Happens with my ipod and the word indexing never leaves the screen


----------



## Merc6 (Jun 8, 2013)

It's been there more lately, may be the phone updates? 


Sent from AutoGuide.com Free App


----------



## MilTownSHO (Oct 9, 2013)

Is there a way to check to see if you have the latest version of MyLink.

The car was built less than two months ago, but you never know.

With the Ford, you could just log online and it would tell you if you needed an update. If so, you downloaded it to USB and installed.

Have not seen any mention of this on Chevy's site.


----------



## Merc6 (Jun 8, 2013)

Its in configuration, radio settings. From the looks of it, they want the dealer to update it granted it sems easy to do if it's anything like Pioneer. My issue was shuffle works till I get a phone call. After I havg up I have no control over the playlist besides volume.


----------



## Chevy Customer Care (Oct 29, 2011)

MilTownSHO, 

I am sorry to hear you are having this concern. I have reached out to our infotainment team in regards to this concern. The MyLink system will index each time the car is started. If you have any further questions you can contact them at 855-478-7767. Sorry for any inconvenience. 

Erica Tiffany
Chevrolet Customer Care


----------



## NineScorpions (Jul 21, 2013)

My 2014 is doing this also. The screen always says indexing and I have limited access to my music. I cannot search through artists, albums, genre, etc. Only my playlists work. Really?! I will definitely be calling CS on this one. Has anyone called yet and what did you hear. By the way my 2014 was just built in the last 60 days.


----------



## Merc6 (Jun 8, 2013)

Anyone with issues reset radio to default and forget the device on your phones Bluetooth menu before you re pair it back to the radio. This is what worked for me 3 days ago and usually what the dealer techs do to get it working again until we get a legit update.

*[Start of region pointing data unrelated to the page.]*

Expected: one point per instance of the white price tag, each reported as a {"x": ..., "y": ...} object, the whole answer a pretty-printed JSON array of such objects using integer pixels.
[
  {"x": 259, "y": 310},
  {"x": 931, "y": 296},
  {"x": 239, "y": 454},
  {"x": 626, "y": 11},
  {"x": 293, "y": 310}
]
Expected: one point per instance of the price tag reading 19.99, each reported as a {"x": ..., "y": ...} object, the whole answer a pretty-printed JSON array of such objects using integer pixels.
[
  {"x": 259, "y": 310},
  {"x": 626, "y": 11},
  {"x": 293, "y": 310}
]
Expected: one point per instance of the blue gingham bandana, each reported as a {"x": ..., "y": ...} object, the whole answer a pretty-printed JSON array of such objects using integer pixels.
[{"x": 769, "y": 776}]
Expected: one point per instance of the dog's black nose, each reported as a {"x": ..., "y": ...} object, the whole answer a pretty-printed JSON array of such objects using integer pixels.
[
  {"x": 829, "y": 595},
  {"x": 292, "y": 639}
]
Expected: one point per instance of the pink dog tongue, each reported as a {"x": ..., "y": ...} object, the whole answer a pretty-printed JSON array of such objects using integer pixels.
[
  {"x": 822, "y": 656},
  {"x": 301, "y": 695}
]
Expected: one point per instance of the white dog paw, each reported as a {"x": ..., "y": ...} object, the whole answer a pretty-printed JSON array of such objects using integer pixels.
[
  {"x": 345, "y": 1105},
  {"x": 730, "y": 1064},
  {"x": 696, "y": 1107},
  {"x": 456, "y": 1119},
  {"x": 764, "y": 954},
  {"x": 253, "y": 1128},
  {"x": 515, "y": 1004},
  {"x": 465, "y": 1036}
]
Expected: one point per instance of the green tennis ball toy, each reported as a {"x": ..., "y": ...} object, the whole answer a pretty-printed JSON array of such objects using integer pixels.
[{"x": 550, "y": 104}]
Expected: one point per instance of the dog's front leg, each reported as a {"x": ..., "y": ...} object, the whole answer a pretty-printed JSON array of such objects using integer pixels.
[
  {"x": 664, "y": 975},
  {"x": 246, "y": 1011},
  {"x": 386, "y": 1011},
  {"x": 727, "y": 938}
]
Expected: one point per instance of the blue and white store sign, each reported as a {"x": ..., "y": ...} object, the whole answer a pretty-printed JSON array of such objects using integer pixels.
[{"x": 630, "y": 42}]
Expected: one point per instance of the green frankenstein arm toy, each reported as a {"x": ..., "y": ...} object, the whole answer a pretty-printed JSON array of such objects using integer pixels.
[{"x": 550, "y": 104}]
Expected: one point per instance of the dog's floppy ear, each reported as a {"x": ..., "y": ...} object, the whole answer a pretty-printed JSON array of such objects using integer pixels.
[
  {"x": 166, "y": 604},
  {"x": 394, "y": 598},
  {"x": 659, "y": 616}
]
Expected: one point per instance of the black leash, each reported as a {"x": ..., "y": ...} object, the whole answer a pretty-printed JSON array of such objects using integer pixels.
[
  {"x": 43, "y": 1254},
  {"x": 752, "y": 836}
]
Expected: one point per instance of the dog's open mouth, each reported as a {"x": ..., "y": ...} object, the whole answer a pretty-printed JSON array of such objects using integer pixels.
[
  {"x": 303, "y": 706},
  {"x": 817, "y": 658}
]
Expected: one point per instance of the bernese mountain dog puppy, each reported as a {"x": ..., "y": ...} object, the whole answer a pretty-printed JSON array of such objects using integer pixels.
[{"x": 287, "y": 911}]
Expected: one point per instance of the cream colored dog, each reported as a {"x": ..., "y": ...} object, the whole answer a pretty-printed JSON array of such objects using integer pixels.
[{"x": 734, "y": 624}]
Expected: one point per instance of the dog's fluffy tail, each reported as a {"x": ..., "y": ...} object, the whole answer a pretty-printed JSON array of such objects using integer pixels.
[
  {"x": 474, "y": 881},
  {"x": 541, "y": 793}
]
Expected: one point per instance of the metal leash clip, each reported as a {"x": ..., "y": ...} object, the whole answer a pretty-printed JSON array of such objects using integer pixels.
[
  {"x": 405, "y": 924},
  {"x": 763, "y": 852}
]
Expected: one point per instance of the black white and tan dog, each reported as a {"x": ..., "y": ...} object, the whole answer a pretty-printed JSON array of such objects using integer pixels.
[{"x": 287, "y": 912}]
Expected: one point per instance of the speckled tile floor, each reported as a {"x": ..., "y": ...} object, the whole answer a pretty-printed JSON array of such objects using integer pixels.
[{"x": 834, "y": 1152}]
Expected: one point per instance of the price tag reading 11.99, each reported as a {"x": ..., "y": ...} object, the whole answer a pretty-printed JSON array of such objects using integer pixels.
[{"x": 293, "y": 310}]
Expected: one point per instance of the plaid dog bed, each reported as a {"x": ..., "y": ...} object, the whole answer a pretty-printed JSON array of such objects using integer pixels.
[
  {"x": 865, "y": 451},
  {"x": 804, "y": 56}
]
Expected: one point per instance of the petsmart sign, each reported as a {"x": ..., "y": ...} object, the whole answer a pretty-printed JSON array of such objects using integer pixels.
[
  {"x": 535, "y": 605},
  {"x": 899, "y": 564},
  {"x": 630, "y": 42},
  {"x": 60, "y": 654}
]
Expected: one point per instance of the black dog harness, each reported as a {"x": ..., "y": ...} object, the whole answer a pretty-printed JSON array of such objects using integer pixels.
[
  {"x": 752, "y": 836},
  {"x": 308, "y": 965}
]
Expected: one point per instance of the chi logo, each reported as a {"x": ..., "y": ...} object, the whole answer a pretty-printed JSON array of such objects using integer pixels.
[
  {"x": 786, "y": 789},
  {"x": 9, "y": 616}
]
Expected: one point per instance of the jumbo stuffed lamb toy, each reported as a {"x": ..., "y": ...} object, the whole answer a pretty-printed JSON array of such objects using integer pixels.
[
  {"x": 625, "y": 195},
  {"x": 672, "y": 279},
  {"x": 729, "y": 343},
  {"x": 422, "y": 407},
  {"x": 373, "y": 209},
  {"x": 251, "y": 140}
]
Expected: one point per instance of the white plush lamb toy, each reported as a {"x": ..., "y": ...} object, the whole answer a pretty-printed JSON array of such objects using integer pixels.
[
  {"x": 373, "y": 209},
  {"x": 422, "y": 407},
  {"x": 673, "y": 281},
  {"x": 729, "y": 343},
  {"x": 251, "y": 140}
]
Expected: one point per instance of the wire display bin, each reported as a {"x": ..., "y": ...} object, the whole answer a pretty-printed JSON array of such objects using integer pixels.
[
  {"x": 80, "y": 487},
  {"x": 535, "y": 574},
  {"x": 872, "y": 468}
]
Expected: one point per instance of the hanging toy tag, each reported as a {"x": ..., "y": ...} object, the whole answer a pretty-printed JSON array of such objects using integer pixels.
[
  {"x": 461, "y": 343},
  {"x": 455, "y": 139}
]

5s on iOS 7.0.2 and was using 4s on iOS 7.0.2 when I posted above.


----------



## NineScorpions (Jul 21, 2013)

I am using an iPod with the USB port...so not perhaps applicable for me, but it may work for BT devices. Anyways, I will try a default...but according to the previous post the car will always kick off an indexing session on start up....so not sure what would happened differently.


----------



## MilTownSHO (Oct 9, 2013)

Mine now occasionally is still on shuffle upon restarting the car, still re indexes every time but I have learned to live with it.

Not like I had much of a choice.


----------